IT’S been 100 years since Mount Hawthorn locals banded together to build a house for a wounded World War I veteran.
Anne Chapple is the granddaughter of Private Cuthbert John Porter, one of the first to return from Gallipoli. Shot through the left leg on the first day of the landing and unable to work, he was chosen to live in the house that was built by the Mount Hawthorn Progress Association as an alternative to a memorial.
“He was very embarrassed by it,” Ms Chapple says of her grandfather being gifted the house, “and actually wrote to the war council and asked that it not be given to him, and said there were others more deserving.”
The humility only convinced the war council and the association he was the right person.
Two busy bees were held in the leadup to the construction, one on January 29, 1916 to clear the block with axes and saws, and on February 5 a half-mile long procession of stone, timber bricks and paint was marched to the site.
On February 12, 200 men set to work, cheered on by 4000 onlookers and a “score of ladies” supplying hot meals. In one day they nearly completed the building, with only a few finishing touches to go.
In her history of the cottage, Ms Chapple says her grandfather lived out his days there, raising the flag every Anzac Day and Remembrance Day till his death in 1964.
This year’s centenary will mix solemnity with celebration.
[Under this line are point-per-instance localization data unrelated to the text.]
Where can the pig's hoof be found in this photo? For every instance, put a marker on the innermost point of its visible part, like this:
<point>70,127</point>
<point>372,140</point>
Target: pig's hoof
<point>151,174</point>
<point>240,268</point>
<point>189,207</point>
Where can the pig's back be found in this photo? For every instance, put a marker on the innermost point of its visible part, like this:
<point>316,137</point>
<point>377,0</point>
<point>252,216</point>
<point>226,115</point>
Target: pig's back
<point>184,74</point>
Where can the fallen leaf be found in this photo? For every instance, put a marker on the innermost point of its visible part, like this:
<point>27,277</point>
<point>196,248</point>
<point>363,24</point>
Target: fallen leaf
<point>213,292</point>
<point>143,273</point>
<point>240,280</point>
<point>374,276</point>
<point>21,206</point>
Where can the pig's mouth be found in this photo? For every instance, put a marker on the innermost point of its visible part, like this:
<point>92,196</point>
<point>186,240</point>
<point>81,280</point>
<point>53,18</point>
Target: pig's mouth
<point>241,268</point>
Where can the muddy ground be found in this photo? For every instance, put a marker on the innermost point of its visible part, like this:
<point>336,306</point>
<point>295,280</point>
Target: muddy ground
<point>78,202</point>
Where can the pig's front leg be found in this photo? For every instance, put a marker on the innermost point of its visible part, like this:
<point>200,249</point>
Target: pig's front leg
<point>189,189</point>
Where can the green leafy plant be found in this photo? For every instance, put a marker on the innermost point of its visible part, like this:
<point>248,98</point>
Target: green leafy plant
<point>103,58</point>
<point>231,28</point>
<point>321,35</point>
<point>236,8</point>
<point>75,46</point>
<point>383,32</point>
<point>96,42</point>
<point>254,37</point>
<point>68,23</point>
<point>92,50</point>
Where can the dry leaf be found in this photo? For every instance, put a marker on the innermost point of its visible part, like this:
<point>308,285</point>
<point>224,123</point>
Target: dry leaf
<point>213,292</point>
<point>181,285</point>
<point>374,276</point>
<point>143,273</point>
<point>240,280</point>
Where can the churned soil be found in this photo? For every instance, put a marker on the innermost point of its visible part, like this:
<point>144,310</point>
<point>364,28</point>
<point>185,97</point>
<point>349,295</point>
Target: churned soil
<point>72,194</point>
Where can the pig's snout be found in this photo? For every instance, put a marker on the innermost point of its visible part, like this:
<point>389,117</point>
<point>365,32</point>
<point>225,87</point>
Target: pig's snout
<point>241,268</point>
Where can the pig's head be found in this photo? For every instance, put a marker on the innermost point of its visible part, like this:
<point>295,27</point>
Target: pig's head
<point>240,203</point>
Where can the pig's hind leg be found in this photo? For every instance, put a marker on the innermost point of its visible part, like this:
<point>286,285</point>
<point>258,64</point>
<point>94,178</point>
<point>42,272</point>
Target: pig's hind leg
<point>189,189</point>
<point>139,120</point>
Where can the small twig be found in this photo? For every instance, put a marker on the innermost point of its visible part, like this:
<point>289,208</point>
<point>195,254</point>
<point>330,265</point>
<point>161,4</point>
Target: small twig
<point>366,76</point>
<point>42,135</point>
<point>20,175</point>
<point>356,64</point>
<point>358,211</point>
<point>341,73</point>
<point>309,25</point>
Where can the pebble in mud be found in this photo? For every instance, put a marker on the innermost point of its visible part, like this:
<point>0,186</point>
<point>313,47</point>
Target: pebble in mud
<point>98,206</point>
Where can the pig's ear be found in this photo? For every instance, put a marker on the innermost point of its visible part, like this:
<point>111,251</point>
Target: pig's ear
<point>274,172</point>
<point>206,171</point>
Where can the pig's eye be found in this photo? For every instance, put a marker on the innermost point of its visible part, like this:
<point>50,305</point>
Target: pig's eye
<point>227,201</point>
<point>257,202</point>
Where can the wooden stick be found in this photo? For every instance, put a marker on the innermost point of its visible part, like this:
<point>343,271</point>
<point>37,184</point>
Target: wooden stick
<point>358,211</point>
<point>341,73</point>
There will be music, plays, and the opening of a time capsule, sealed by Mt Hawthorn primary school children 10 years ago at the 90th anniversary.
Ms Chapple is also recreating a fowl tradition from the 1916 opening: “on the actual day it was opened they had eight-dozen ducks auctioned off,” Ms Chapple says.
It will be recreated in the forms of crafted, carved and painted ducks that people are donating. “You can call me a wuss, but I really did not want 96 ducks quacking—and someone said pooping—around the place,” Ms Chapple chortled.
Today, Vincent city council owns the building, and in the early 1990s it was vested with the Vietnam Veterans Association, which rescued it from disrepair in an echo of the original community effort to build the house.